Don't fail on first error

uber-archive / pyflame

🔥 Pyflame: A Ptracing Profiler For Python. This project is deprecated and not maintained.

Apache License 2.0

2.98k stars 240 forks source link

Don't fail on first error #138

Closed stevenkaras closed 6 years ago

stevenkaras commented 6 years ago

When profiling a long lived multithreaded python process, sometimes the stack can't be read correctly.

This change simply handles such errors by logging the failure to stderr, and continues sampling.

Doesn't solve the underlying issue from #129, but it works around such failures (under the assumption it's ok to lose a handful of samples out of a few thousand)

CLAassistant commented 6 years ago

All committers have signed the CLA.

eklitzke commented 6 years ago

Apologies for the delay on looking at this. In general I am kind of hesitant about these types of changes because it can lead to a situation where you just fail in a tight loop. Is this really just a rare failure, or does it keep happening?

stevenkaras commented 6 years ago

I am able to reproduce the issue on a regular basis. It typically happens every few minutes when sampling over a long period of time. I agree that if the first cycle fails it probably indicates a real issue, so perhaps some logic to fail loudly for that case?

A better approach would be to include these as "failed" samples in the profiling data.

eklitzke commented 6 years ago

In that case your suggestion of reporting them as failed makes sense, I would accept that. Should be pretty easy to do, see how idle is reported. I also updated Travis last night so the tests should pass if you get the latest changes in master.

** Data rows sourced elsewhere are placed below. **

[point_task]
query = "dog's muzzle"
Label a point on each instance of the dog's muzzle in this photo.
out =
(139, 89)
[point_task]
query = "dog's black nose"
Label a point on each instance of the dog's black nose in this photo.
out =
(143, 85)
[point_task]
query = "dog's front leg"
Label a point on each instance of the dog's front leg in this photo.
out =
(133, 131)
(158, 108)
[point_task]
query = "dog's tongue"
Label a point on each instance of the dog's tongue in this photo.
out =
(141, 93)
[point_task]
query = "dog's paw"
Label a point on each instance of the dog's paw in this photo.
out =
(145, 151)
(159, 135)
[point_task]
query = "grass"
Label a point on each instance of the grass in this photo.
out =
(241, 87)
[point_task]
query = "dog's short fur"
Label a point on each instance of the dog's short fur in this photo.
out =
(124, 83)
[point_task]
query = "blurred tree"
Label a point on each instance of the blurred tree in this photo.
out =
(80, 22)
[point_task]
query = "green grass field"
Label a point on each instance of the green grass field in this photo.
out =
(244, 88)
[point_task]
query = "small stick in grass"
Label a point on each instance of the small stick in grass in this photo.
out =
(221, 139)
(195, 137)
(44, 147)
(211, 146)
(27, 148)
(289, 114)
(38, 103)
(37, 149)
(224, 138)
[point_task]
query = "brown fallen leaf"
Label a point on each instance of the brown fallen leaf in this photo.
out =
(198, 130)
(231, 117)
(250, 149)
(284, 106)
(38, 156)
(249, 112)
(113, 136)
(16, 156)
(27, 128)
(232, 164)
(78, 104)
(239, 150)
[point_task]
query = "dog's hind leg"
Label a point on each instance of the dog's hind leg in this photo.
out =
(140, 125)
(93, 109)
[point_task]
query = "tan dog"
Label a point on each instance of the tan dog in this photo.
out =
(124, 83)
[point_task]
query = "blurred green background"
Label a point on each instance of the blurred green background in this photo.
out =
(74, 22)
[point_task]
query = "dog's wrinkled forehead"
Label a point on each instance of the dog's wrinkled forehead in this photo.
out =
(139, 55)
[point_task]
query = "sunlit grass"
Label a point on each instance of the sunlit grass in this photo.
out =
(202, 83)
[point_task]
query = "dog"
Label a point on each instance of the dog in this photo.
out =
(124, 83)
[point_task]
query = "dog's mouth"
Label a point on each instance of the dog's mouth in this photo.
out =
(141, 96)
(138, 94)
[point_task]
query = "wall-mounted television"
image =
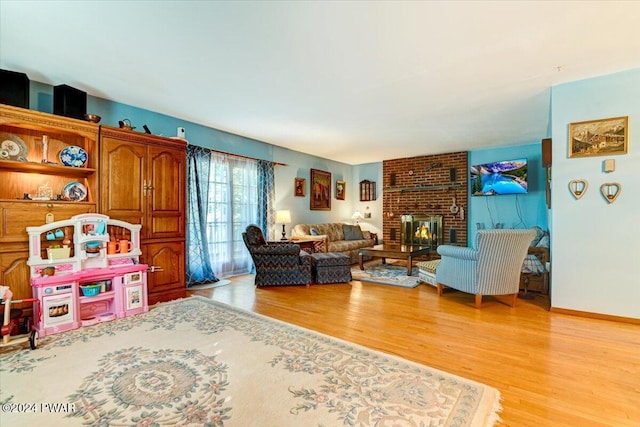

eklitzke commented 6 years ago

I was thinking about doing a small release (v1.6.4) to include #144, as I've gotten a number of complaints about the default sample rate setting. I will hold off on that for a bit so we can get this change in as well.

stevenkaras commented 6 years ago

I set it up to log both to the summary as (failed), and when dumping with timestamps as (failed). I don't use chrome's cpu profiler, so I'd prefer to leave it to someone else to sort out that integration.

eklitzke commented 6 years ago

Thanks for this, I will create a new release with this change.